“Regina, I am going to tell you something. Bar the windows, lock the doors, shut it up for ever, close in your own heart. A few nights ago, I went with an English friend to the Conversationshaus. When we had leaned awhile against one of the columns, and watched the dancers in the magnificent saloon, he proposed to show me the grand gambling-room.
“As we walked slowly along, listening to the click of the gold that pattered down from trembling hands, I saw, sitting at a Roulette table, deeply immersed in the game (never tell it!) Belmont Eggleston.
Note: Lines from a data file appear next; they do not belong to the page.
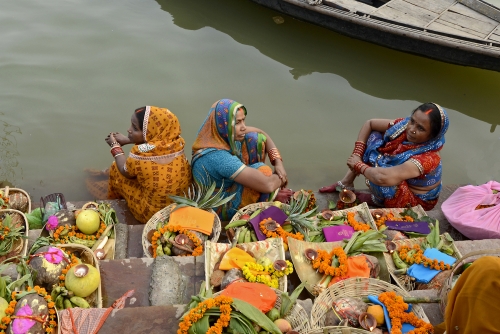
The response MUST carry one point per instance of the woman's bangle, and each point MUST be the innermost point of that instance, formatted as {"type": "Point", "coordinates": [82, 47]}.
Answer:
{"type": "Point", "coordinates": [274, 155]}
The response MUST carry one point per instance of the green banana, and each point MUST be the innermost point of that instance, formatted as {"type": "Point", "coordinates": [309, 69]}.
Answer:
{"type": "Point", "coordinates": [400, 264]}
{"type": "Point", "coordinates": [80, 302]}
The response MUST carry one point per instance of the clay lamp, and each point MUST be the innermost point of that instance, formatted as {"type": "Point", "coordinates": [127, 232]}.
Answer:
{"type": "Point", "coordinates": [347, 196]}
{"type": "Point", "coordinates": [279, 265]}
{"type": "Point", "coordinates": [81, 270]}
{"type": "Point", "coordinates": [310, 254]}
{"type": "Point", "coordinates": [367, 321]}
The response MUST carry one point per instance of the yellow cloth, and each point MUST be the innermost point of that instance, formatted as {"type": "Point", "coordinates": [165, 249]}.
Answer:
{"type": "Point", "coordinates": [473, 304]}
{"type": "Point", "coordinates": [159, 167]}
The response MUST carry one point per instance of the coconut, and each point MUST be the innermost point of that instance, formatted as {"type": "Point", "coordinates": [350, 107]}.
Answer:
{"type": "Point", "coordinates": [83, 279]}
{"type": "Point", "coordinates": [88, 221]}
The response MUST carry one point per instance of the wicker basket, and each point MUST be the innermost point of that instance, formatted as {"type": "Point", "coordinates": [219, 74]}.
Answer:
{"type": "Point", "coordinates": [86, 255]}
{"type": "Point", "coordinates": [20, 246]}
{"type": "Point", "coordinates": [162, 216]}
{"type": "Point", "coordinates": [404, 281]}
{"type": "Point", "coordinates": [458, 268]}
{"type": "Point", "coordinates": [271, 248]}
{"type": "Point", "coordinates": [355, 287]}
{"type": "Point", "coordinates": [18, 199]}
{"type": "Point", "coordinates": [298, 317]}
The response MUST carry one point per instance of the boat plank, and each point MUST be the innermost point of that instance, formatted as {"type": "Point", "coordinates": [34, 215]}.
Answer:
{"type": "Point", "coordinates": [353, 6]}
{"type": "Point", "coordinates": [404, 12]}
{"type": "Point", "coordinates": [473, 24]}
{"type": "Point", "coordinates": [436, 6]}
{"type": "Point", "coordinates": [466, 11]}
{"type": "Point", "coordinates": [448, 28]}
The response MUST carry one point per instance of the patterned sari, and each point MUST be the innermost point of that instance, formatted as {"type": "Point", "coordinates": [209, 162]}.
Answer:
{"type": "Point", "coordinates": [392, 149]}
{"type": "Point", "coordinates": [159, 167]}
{"type": "Point", "coordinates": [218, 156]}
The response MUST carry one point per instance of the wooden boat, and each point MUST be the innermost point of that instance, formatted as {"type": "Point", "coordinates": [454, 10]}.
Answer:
{"type": "Point", "coordinates": [464, 32]}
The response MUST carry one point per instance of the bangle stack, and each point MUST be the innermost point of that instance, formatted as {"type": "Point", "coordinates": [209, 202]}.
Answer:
{"type": "Point", "coordinates": [274, 155]}
{"type": "Point", "coordinates": [360, 167]}
{"type": "Point", "coordinates": [359, 148]}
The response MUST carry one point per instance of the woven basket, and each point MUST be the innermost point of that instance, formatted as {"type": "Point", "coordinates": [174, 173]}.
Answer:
{"type": "Point", "coordinates": [18, 199]}
{"type": "Point", "coordinates": [162, 216]}
{"type": "Point", "coordinates": [457, 269]}
{"type": "Point", "coordinates": [20, 246]}
{"type": "Point", "coordinates": [86, 255]}
{"type": "Point", "coordinates": [404, 281]}
{"type": "Point", "coordinates": [298, 317]}
{"type": "Point", "coordinates": [271, 248]}
{"type": "Point", "coordinates": [355, 287]}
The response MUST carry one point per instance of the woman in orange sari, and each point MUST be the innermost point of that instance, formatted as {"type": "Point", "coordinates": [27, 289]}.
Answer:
{"type": "Point", "coordinates": [156, 166]}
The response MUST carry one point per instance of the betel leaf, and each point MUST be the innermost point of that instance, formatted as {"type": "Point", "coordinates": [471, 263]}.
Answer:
{"type": "Point", "coordinates": [255, 315]}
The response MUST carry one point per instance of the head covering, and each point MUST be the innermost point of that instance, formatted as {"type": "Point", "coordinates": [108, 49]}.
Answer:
{"type": "Point", "coordinates": [407, 149]}
{"type": "Point", "coordinates": [162, 137]}
{"type": "Point", "coordinates": [217, 133]}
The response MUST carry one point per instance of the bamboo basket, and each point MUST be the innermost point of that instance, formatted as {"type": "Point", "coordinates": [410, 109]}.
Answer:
{"type": "Point", "coordinates": [404, 281]}
{"type": "Point", "coordinates": [458, 268]}
{"type": "Point", "coordinates": [20, 246]}
{"type": "Point", "coordinates": [298, 317]}
{"type": "Point", "coordinates": [86, 256]}
{"type": "Point", "coordinates": [17, 196]}
{"type": "Point", "coordinates": [355, 287]}
{"type": "Point", "coordinates": [271, 248]}
{"type": "Point", "coordinates": [162, 216]}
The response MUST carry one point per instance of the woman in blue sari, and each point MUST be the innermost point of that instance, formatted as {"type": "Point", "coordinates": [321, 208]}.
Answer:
{"type": "Point", "coordinates": [233, 154]}
{"type": "Point", "coordinates": [399, 159]}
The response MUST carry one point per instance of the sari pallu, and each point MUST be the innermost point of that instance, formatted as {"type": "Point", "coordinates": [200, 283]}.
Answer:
{"type": "Point", "coordinates": [159, 167]}
{"type": "Point", "coordinates": [218, 157]}
{"type": "Point", "coordinates": [392, 149]}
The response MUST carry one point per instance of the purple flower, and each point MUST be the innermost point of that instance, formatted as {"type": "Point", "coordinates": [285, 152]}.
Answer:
{"type": "Point", "coordinates": [54, 255]}
{"type": "Point", "coordinates": [23, 325]}
{"type": "Point", "coordinates": [52, 223]}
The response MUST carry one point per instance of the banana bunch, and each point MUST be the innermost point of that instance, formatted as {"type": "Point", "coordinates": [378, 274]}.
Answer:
{"type": "Point", "coordinates": [63, 298]}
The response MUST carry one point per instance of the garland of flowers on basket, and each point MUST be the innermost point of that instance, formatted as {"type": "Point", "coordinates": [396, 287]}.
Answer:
{"type": "Point", "coordinates": [255, 272]}
{"type": "Point", "coordinates": [323, 263]}
{"type": "Point", "coordinates": [198, 250]}
{"type": "Point", "coordinates": [396, 308]}
{"type": "Point", "coordinates": [222, 302]}
{"type": "Point", "coordinates": [358, 226]}
{"type": "Point", "coordinates": [416, 255]}
{"type": "Point", "coordinates": [64, 233]}
{"type": "Point", "coordinates": [279, 232]}
{"type": "Point", "coordinates": [390, 216]}
{"type": "Point", "coordinates": [49, 322]}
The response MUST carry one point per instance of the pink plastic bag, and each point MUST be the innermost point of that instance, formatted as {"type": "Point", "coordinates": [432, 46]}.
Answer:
{"type": "Point", "coordinates": [460, 210]}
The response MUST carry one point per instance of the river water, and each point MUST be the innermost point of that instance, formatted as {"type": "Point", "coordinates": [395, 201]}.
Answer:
{"type": "Point", "coordinates": [74, 70]}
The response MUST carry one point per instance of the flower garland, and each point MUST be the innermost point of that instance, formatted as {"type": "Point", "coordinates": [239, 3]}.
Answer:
{"type": "Point", "coordinates": [324, 262]}
{"type": "Point", "coordinates": [396, 308]}
{"type": "Point", "coordinates": [267, 275]}
{"type": "Point", "coordinates": [355, 224]}
{"type": "Point", "coordinates": [416, 255]}
{"type": "Point", "coordinates": [198, 250]}
{"type": "Point", "coordinates": [224, 304]}
{"type": "Point", "coordinates": [63, 233]}
{"type": "Point", "coordinates": [279, 232]}
{"type": "Point", "coordinates": [49, 323]}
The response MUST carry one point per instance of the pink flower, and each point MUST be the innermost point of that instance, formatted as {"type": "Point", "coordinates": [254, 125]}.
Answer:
{"type": "Point", "coordinates": [52, 223]}
{"type": "Point", "coordinates": [23, 325]}
{"type": "Point", "coordinates": [54, 255]}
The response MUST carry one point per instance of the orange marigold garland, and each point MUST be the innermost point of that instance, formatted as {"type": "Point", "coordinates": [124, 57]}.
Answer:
{"type": "Point", "coordinates": [222, 302]}
{"type": "Point", "coordinates": [198, 250]}
{"type": "Point", "coordinates": [416, 255]}
{"type": "Point", "coordinates": [355, 224]}
{"type": "Point", "coordinates": [396, 307]}
{"type": "Point", "coordinates": [279, 232]}
{"type": "Point", "coordinates": [323, 263]}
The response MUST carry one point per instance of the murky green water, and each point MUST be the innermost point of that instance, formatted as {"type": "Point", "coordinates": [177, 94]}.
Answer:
{"type": "Point", "coordinates": [72, 71]}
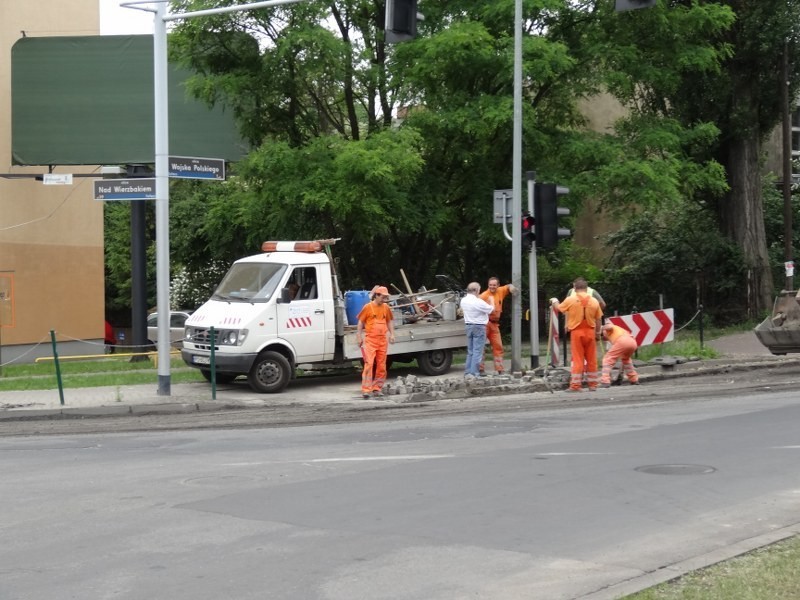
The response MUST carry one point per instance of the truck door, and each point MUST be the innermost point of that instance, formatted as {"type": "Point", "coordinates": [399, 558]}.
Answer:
{"type": "Point", "coordinates": [304, 322]}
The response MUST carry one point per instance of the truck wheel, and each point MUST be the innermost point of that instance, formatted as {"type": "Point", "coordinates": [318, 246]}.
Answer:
{"type": "Point", "coordinates": [270, 373]}
{"type": "Point", "coordinates": [435, 362]}
{"type": "Point", "coordinates": [221, 377]}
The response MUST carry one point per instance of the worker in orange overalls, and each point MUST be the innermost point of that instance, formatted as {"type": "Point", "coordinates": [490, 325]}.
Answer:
{"type": "Point", "coordinates": [375, 320]}
{"type": "Point", "coordinates": [584, 317]}
{"type": "Point", "coordinates": [623, 345]}
{"type": "Point", "coordinates": [497, 293]}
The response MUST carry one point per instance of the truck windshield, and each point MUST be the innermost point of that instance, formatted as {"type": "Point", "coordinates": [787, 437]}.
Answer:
{"type": "Point", "coordinates": [250, 282]}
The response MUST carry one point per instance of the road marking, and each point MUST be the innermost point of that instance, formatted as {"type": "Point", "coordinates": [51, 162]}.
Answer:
{"type": "Point", "coordinates": [368, 458]}
{"type": "Point", "coordinates": [342, 459]}
{"type": "Point", "coordinates": [575, 453]}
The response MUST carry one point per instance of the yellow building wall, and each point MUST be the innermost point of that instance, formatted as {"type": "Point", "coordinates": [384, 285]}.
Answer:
{"type": "Point", "coordinates": [51, 237]}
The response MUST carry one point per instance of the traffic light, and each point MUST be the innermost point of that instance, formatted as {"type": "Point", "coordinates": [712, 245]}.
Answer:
{"type": "Point", "coordinates": [622, 5]}
{"type": "Point", "coordinates": [401, 20]}
{"type": "Point", "coordinates": [546, 212]}
{"type": "Point", "coordinates": [527, 231]}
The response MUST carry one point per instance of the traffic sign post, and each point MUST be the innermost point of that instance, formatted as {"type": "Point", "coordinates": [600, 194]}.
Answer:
{"type": "Point", "coordinates": [647, 328]}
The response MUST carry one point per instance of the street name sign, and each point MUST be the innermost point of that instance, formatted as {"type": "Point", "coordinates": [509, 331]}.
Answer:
{"type": "Point", "coordinates": [125, 189]}
{"type": "Point", "coordinates": [57, 179]}
{"type": "Point", "coordinates": [187, 167]}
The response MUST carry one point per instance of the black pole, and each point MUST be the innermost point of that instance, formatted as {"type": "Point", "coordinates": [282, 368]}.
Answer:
{"type": "Point", "coordinates": [138, 279]}
{"type": "Point", "coordinates": [700, 325]}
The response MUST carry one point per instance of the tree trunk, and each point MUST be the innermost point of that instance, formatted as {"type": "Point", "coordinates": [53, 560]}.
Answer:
{"type": "Point", "coordinates": [742, 221]}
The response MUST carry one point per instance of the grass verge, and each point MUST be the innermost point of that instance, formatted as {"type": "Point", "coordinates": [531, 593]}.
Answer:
{"type": "Point", "coordinates": [769, 573]}
{"type": "Point", "coordinates": [92, 373]}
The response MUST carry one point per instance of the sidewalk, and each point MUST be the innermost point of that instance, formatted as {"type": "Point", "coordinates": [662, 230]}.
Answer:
{"type": "Point", "coordinates": [740, 352]}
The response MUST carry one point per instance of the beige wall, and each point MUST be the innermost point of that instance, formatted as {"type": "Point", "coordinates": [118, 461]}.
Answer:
{"type": "Point", "coordinates": [600, 112]}
{"type": "Point", "coordinates": [51, 237]}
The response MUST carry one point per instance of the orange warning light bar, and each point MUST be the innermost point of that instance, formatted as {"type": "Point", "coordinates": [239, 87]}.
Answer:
{"type": "Point", "coordinates": [291, 246]}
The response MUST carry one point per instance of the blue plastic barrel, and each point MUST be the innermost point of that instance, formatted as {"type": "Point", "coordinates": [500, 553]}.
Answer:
{"type": "Point", "coordinates": [354, 301]}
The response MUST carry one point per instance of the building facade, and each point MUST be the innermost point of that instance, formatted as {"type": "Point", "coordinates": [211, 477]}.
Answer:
{"type": "Point", "coordinates": [51, 236]}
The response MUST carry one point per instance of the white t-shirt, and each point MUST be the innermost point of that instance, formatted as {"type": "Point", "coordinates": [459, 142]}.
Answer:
{"type": "Point", "coordinates": [476, 311]}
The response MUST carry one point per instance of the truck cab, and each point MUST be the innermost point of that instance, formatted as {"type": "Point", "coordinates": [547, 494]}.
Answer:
{"type": "Point", "coordinates": [283, 308]}
{"type": "Point", "coordinates": [279, 303]}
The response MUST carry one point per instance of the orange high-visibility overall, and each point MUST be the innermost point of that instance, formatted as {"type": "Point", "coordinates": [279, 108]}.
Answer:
{"type": "Point", "coordinates": [493, 335]}
{"type": "Point", "coordinates": [583, 313]}
{"type": "Point", "coordinates": [376, 319]}
{"type": "Point", "coordinates": [623, 345]}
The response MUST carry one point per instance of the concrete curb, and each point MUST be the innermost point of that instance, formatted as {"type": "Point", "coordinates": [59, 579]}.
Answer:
{"type": "Point", "coordinates": [526, 385]}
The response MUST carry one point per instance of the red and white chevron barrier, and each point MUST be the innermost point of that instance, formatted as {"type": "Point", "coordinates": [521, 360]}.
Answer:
{"type": "Point", "coordinates": [648, 328]}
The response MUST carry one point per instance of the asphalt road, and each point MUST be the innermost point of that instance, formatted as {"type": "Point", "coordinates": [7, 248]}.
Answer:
{"type": "Point", "coordinates": [535, 498]}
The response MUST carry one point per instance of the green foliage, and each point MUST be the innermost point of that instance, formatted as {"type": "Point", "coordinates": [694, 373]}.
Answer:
{"type": "Point", "coordinates": [678, 253]}
{"type": "Point", "coordinates": [774, 225]}
{"type": "Point", "coordinates": [396, 149]}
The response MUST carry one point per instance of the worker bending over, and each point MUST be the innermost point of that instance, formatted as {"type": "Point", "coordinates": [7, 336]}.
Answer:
{"type": "Point", "coordinates": [623, 345]}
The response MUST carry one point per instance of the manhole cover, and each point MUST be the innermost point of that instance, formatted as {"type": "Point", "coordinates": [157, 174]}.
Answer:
{"type": "Point", "coordinates": [676, 469]}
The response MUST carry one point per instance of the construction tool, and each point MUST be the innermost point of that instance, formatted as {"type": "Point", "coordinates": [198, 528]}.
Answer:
{"type": "Point", "coordinates": [408, 287]}
{"type": "Point", "coordinates": [547, 355]}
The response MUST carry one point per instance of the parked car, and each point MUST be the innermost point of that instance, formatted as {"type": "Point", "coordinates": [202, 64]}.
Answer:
{"type": "Point", "coordinates": [176, 322]}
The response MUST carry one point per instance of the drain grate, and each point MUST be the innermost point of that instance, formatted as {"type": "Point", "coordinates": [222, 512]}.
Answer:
{"type": "Point", "coordinates": [676, 469]}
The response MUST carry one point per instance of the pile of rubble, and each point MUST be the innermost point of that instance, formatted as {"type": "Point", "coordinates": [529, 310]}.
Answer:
{"type": "Point", "coordinates": [411, 388]}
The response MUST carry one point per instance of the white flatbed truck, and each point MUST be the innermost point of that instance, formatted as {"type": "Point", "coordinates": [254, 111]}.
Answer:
{"type": "Point", "coordinates": [282, 310]}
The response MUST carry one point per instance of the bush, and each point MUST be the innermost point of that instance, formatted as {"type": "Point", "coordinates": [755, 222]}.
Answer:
{"type": "Point", "coordinates": [680, 255]}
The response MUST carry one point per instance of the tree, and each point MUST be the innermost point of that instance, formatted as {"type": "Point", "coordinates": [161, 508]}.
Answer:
{"type": "Point", "coordinates": [654, 69]}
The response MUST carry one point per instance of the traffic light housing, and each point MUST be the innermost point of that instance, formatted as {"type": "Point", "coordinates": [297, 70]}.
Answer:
{"type": "Point", "coordinates": [622, 5]}
{"type": "Point", "coordinates": [546, 212]}
{"type": "Point", "coordinates": [527, 231]}
{"type": "Point", "coordinates": [401, 20]}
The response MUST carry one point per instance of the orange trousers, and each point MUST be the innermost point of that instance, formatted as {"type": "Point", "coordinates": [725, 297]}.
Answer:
{"type": "Point", "coordinates": [622, 349]}
{"type": "Point", "coordinates": [584, 357]}
{"type": "Point", "coordinates": [495, 340]}
{"type": "Point", "coordinates": [373, 351]}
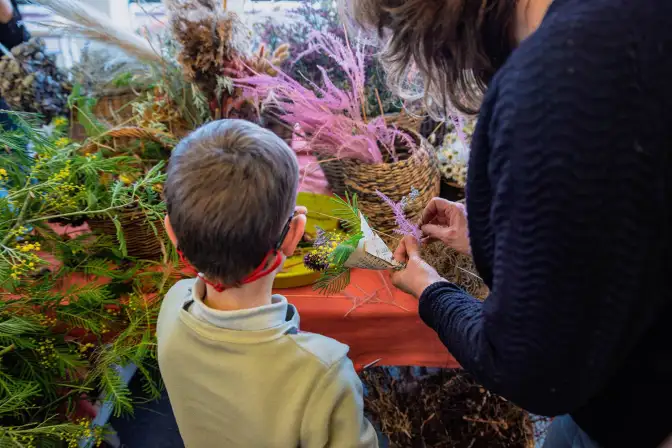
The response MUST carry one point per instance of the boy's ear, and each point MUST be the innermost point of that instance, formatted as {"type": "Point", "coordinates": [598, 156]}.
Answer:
{"type": "Point", "coordinates": [170, 231]}
{"type": "Point", "coordinates": [296, 229]}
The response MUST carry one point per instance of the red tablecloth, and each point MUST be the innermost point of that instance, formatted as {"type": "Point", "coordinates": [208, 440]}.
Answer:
{"type": "Point", "coordinates": [391, 333]}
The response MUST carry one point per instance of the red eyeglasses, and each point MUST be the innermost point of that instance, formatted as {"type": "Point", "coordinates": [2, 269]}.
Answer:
{"type": "Point", "coordinates": [259, 272]}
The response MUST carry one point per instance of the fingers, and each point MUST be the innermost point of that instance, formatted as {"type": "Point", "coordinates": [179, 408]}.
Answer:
{"type": "Point", "coordinates": [401, 254]}
{"type": "Point", "coordinates": [408, 248]}
{"type": "Point", "coordinates": [430, 212]}
{"type": "Point", "coordinates": [412, 246]}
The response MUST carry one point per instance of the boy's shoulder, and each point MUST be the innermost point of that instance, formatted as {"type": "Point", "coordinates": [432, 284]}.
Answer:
{"type": "Point", "coordinates": [324, 349]}
{"type": "Point", "coordinates": [172, 303]}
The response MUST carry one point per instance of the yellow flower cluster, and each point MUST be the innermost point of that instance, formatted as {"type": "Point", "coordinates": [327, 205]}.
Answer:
{"type": "Point", "coordinates": [112, 312]}
{"type": "Point", "coordinates": [318, 258]}
{"type": "Point", "coordinates": [47, 353]}
{"type": "Point", "coordinates": [62, 142]}
{"type": "Point", "coordinates": [23, 440]}
{"type": "Point", "coordinates": [28, 259]}
{"type": "Point", "coordinates": [64, 197]}
{"type": "Point", "coordinates": [85, 347]}
{"type": "Point", "coordinates": [19, 231]}
{"type": "Point", "coordinates": [60, 122]}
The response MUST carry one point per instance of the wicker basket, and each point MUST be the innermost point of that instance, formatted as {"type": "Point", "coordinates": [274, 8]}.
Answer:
{"type": "Point", "coordinates": [141, 240]}
{"type": "Point", "coordinates": [404, 121]}
{"type": "Point", "coordinates": [114, 106]}
{"type": "Point", "coordinates": [334, 173]}
{"type": "Point", "coordinates": [395, 180]}
{"type": "Point", "coordinates": [333, 168]}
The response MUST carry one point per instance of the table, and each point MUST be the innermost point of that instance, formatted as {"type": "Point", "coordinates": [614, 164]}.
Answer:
{"type": "Point", "coordinates": [384, 329]}
{"type": "Point", "coordinates": [393, 334]}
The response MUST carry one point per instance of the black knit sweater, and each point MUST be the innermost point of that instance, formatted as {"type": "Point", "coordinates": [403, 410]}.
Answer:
{"type": "Point", "coordinates": [570, 219]}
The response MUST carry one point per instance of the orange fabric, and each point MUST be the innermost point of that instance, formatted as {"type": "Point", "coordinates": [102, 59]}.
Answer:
{"type": "Point", "coordinates": [393, 333]}
{"type": "Point", "coordinates": [374, 330]}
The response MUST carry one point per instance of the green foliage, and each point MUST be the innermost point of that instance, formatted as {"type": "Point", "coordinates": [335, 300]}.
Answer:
{"type": "Point", "coordinates": [337, 277]}
{"type": "Point", "coordinates": [68, 326]}
{"type": "Point", "coordinates": [348, 212]}
{"type": "Point", "coordinates": [83, 105]}
{"type": "Point", "coordinates": [333, 280]}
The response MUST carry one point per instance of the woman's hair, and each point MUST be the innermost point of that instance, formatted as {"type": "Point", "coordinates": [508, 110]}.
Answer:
{"type": "Point", "coordinates": [456, 45]}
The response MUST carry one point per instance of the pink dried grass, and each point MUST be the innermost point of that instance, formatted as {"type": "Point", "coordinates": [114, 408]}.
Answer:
{"type": "Point", "coordinates": [330, 118]}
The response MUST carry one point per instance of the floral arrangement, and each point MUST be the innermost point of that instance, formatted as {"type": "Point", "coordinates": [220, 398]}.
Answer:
{"type": "Point", "coordinates": [74, 306]}
{"type": "Point", "coordinates": [333, 120]}
{"type": "Point", "coordinates": [321, 15]}
{"type": "Point", "coordinates": [335, 253]}
{"type": "Point", "coordinates": [453, 154]}
{"type": "Point", "coordinates": [214, 48]}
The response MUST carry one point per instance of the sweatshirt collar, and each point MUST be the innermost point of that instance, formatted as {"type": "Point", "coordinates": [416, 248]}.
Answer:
{"type": "Point", "coordinates": [251, 319]}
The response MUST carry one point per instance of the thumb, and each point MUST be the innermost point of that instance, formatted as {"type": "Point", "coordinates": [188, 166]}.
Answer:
{"type": "Point", "coordinates": [412, 246]}
{"type": "Point", "coordinates": [436, 232]}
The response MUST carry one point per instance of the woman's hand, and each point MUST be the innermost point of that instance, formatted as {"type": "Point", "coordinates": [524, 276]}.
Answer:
{"type": "Point", "coordinates": [447, 222]}
{"type": "Point", "coordinates": [6, 11]}
{"type": "Point", "coordinates": [417, 275]}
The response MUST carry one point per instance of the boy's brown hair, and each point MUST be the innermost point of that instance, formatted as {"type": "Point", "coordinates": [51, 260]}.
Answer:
{"type": "Point", "coordinates": [230, 191]}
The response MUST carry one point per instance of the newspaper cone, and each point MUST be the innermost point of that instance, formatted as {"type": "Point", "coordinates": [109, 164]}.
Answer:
{"type": "Point", "coordinates": [372, 252]}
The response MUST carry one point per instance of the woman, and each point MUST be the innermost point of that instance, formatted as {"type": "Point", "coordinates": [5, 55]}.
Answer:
{"type": "Point", "coordinates": [12, 30]}
{"type": "Point", "coordinates": [569, 203]}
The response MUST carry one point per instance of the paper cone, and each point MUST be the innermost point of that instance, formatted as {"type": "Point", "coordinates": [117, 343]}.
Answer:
{"type": "Point", "coordinates": [372, 252]}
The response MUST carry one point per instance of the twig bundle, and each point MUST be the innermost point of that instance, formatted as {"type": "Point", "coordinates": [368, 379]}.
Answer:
{"type": "Point", "coordinates": [446, 409]}
{"type": "Point", "coordinates": [333, 119]}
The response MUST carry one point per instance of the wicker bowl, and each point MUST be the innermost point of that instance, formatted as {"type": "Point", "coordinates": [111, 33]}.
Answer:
{"type": "Point", "coordinates": [142, 240]}
{"type": "Point", "coordinates": [395, 180]}
{"type": "Point", "coordinates": [333, 168]}
{"type": "Point", "coordinates": [114, 106]}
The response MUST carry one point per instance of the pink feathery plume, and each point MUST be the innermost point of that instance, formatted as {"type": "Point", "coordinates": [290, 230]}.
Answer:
{"type": "Point", "coordinates": [405, 227]}
{"type": "Point", "coordinates": [330, 118]}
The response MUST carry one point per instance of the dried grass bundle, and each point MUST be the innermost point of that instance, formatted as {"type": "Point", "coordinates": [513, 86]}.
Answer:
{"type": "Point", "coordinates": [101, 66]}
{"type": "Point", "coordinates": [92, 24]}
{"type": "Point", "coordinates": [332, 118]}
{"type": "Point", "coordinates": [456, 268]}
{"type": "Point", "coordinates": [214, 42]}
{"type": "Point", "coordinates": [446, 409]}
Not the same classic, god-like face that I would once have followed straight to Hades—not the man upon whom I wasted all the love that God gives a woman to glorify her life and home; but a flushed, bloated creature, as unlike the Belmont of my hopes and dreams as ‘Hyperion to a Satyr!’ I watched him till my very soul turned sick, and all Pandemonium seemed to have joined in a jeer at my former infatuation. Next day, I saw him reel from a saloon to the steps of his wife’s carriage. Years ago, when Erle Palma told me that my darling drank and gambled, I denied it; and in return for the warning, emptied more wrath upon my informer than all the Apocalyptic vials held. Ah! for poor Belmont, I fought as fiercely as a tawny tigress, when her youngest cub is captured by the hunters. Ashes! Bitter ashes of love and trust! Truly ’there is no pardon for desecrated ideals.’ I have lived to learn that—
’Man
trusts in God;
He
is eternal. Woman trusts in man,
And
he is shifting sand.’”
“Regina!”
The girl looked up, and saw her uncle with an open letter in his hand.
“What is it? Some bad news!”
“Dear little girl, you are indeed fatherless now.”
She bent her head upon the ledge of the window, and after a moment Mr. Chesley sighed, and smoothed her hair.
“With all his faults, he was still your father; and having had several interviews with him in Paris, I was convinced he was more ‘sinned against than sinning,’ though of course he knew that he could never have legally married again while Minnie lived. God help us to forgive, even as we need and hope to be forgiven.”